В указанных кибитках все не знали ничего. Но вдруг одна старуха вспомнила: – Херим? Сотник? У которого еще дочка за русского вышла, на Москву увез, опосле приезжали как-то на погляд, с сыном уже? Дак он помер уже верно год никак! Они бы и все померли не от черной хвори, так от голоду, да вишь, младшую дочь за богатея взяли, второй, не то третьей женой. – Четвертой! – перебила вторая, подошедшая к разговору женка. – Четвертой женой у торговца (она назвала имя), вишь, помогают, не дают пропасть! А живут? Живут своей юртой! Старуха-то уперлась, звали ее, дак бает, там ее и за людина не станут считать! Так и живет, кто что подаст! Во-о-он там! Поедешь той балочкой, там весь народ собравши. Вопроси токмо не Керима, а женку его!

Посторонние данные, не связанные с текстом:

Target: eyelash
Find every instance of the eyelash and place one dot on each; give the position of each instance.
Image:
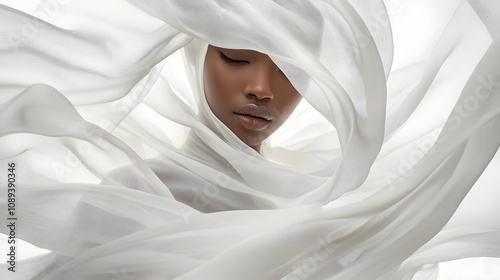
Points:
(240, 62)
(232, 61)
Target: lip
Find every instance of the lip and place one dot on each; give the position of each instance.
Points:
(254, 117)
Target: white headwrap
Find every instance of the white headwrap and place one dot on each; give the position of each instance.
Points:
(357, 184)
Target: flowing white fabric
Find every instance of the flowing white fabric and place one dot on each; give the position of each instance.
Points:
(125, 173)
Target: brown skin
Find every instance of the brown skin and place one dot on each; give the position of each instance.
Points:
(234, 78)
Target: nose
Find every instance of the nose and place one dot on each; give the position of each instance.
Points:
(259, 84)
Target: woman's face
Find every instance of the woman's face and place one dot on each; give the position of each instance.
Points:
(248, 93)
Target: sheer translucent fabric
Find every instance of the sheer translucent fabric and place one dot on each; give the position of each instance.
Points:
(125, 173)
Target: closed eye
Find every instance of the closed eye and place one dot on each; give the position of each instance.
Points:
(232, 61)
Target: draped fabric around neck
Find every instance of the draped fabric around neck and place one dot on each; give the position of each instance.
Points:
(124, 170)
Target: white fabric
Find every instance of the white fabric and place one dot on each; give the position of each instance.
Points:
(124, 170)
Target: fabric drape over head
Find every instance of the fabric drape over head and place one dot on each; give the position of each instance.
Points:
(123, 170)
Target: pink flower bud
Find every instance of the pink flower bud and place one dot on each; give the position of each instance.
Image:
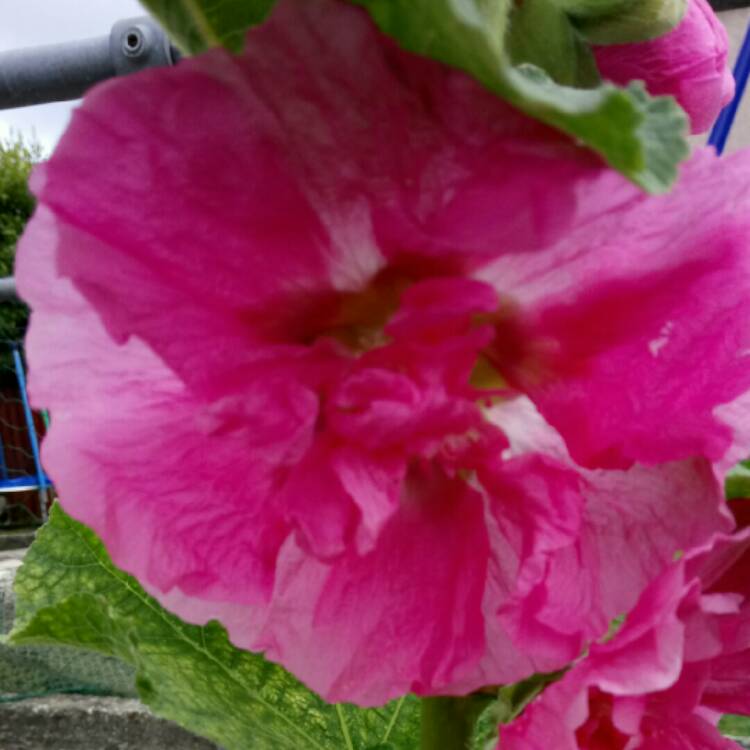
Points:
(690, 63)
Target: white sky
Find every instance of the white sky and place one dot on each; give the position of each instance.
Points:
(30, 22)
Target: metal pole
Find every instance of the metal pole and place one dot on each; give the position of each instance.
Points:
(721, 129)
(34, 442)
(60, 72)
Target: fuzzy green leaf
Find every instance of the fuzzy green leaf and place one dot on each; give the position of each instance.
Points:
(641, 136)
(737, 482)
(68, 592)
(197, 25)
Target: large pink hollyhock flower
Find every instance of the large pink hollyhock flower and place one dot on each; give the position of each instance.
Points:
(690, 63)
(271, 311)
(680, 661)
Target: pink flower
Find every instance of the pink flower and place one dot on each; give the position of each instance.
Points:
(275, 299)
(681, 659)
(690, 63)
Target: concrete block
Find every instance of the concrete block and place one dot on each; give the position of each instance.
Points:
(75, 722)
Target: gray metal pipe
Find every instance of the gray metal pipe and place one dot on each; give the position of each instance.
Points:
(60, 72)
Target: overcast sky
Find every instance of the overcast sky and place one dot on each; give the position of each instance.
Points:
(31, 22)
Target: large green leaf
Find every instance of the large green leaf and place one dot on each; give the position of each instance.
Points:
(197, 25)
(69, 592)
(641, 136)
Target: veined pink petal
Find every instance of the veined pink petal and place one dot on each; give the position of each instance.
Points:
(690, 63)
(649, 687)
(387, 614)
(630, 334)
(293, 316)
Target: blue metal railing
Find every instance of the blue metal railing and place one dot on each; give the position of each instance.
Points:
(723, 126)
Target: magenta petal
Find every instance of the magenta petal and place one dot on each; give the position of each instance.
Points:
(407, 615)
(690, 63)
(291, 183)
(634, 326)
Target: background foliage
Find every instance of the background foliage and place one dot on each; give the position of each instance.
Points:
(17, 157)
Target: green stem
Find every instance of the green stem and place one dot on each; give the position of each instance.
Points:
(448, 723)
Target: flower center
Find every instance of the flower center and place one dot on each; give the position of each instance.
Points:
(360, 318)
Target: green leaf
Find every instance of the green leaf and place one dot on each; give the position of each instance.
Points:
(540, 33)
(735, 726)
(68, 592)
(641, 136)
(737, 482)
(197, 25)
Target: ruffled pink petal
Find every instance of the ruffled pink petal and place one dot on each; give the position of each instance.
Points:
(690, 63)
(293, 184)
(161, 476)
(630, 334)
(579, 546)
(644, 687)
(407, 615)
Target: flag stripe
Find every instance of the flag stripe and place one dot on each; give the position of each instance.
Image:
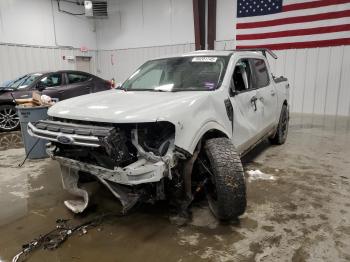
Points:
(298, 45)
(276, 28)
(298, 32)
(289, 39)
(312, 11)
(308, 5)
(292, 20)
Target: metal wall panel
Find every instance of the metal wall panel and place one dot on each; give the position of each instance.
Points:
(16, 60)
(319, 78)
(119, 64)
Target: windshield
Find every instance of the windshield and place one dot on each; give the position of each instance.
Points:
(23, 81)
(179, 74)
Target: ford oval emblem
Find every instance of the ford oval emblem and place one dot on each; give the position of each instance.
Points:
(67, 140)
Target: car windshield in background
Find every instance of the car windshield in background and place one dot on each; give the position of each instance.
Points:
(23, 81)
(195, 73)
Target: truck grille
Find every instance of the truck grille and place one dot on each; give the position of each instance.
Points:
(67, 133)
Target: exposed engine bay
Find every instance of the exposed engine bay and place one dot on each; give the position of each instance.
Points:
(131, 160)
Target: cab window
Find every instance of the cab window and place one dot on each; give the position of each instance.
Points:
(52, 80)
(76, 78)
(261, 75)
(242, 76)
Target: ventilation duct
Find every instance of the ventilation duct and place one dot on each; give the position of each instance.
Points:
(96, 9)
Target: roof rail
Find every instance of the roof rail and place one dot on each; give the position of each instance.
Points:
(262, 50)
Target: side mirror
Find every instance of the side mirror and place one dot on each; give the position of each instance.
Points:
(233, 92)
(40, 86)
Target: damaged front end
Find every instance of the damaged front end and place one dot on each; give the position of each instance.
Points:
(131, 160)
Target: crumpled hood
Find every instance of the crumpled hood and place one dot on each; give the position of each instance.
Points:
(118, 106)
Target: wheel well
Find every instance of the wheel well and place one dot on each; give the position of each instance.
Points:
(8, 104)
(213, 133)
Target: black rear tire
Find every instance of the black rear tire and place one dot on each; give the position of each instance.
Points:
(9, 120)
(227, 200)
(282, 129)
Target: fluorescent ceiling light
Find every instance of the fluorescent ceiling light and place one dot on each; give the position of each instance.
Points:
(88, 4)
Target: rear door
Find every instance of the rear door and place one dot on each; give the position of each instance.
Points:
(247, 114)
(78, 83)
(266, 94)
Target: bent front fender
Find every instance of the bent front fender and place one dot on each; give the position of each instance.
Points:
(188, 141)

Услюм запомнил имя и поскакал. Нужную ему не юрту даже, а какой-то полог на вешалах, вроде малой палатки, сбоку которой сиротливо жались десятка два тощих овец, нашел он уже к ночи. И когда вопросил и когда влезал в тесное жилье, не увидал сразу впотьмах гостя, что вольно сидел на кошме, скрестивши ноги, ел то, что старуха со слезящимися глазами и трясущейся головой ему подавала. Еда была – козий сыр, сухая лепешка, невесть как и откуда достанная чашка кислого овечьего молока. Гость обернулся, и Услюм ахнул – перед ним сидел татарчонок Филимон. В мозгу молнией пронеслось – погиб! Доложит тотчас князю Василию, а тот Миньбулату. Пропал! И Филимон, не сразу узнавший Услюма, а потом широко улыбнувшийся, вдруг застыл, замер, улыбка замерла у него на лице. Тоже понял, что видит перед собой одного из людей князя Юрия.

Услюм нашелся первым:

– Ну, здравствуй, Филимон! Вишь, и я тут! А ты не бабушку ли свою встретил?

Филя вдруг как-то исказился лицом, неотрывно глядя в бородатый лик Услюма, думая о том, что должен непременно скакать к Всеволожскому, долагать… и полонить родича своего? И заплакал. Смотрел на Услюма, уродуя губы, и плакал, слезы лились у него по лицу, по первой, еще мягкой пушистой бородке, падали на кошму. И Услюм содеял то, что ему подсказало сердце: обнял Филимона и прижал его голову к своей груди, вопросивши тихо по-русски:

– Про батька-то с маткою рассказал?

Тот молча утвердительно потряс головой, молвил, справляясь со слезами:

– Рассказал! В первый же наезд! Я здесь уже не раз был. – Прибавил: – Бабушку жалко! Старая она! Никуда не хочет – предлагал на Русь забрать с собою. Нет, говорит, дочерь у меня тут! Все одно – скоро, мол, умру! Будет кому глаза закрыть.

Помолчали. Старуха налила кислого молока в треснутую глиняную чашку, перевязанную кожаным ремешком, подала новому гостю.

Услюм отпил, чтобы не обидеть хозяйку. Подумав, предложил Филимону:

– Выйдем-ка, потолкуем.

Они стояли, обнявшись, поеживаясь от холода в ночи (закат догорел уже за краем земли). Услюм осторожно втолковывал троюродному брату:

– Понимаешь, не в князьях дело! Ихний спор все одно хан будет решать! Мужики голодают – вот что худо! Истаяли все. Я пока барана куплял в торгу, а там плов варили аль што, дан от запаха голова закружилась, вот те крест! Ребят жалко! А Миньбулата ты знашь!

Знал Филимон, знала вся Москва, и не любил его никто.

– Мужиков надобно спасать, Филя! Я за тем и прибыл. Думал, Керим проведет к Ширин Тегине, там хоть с голоду не помрем!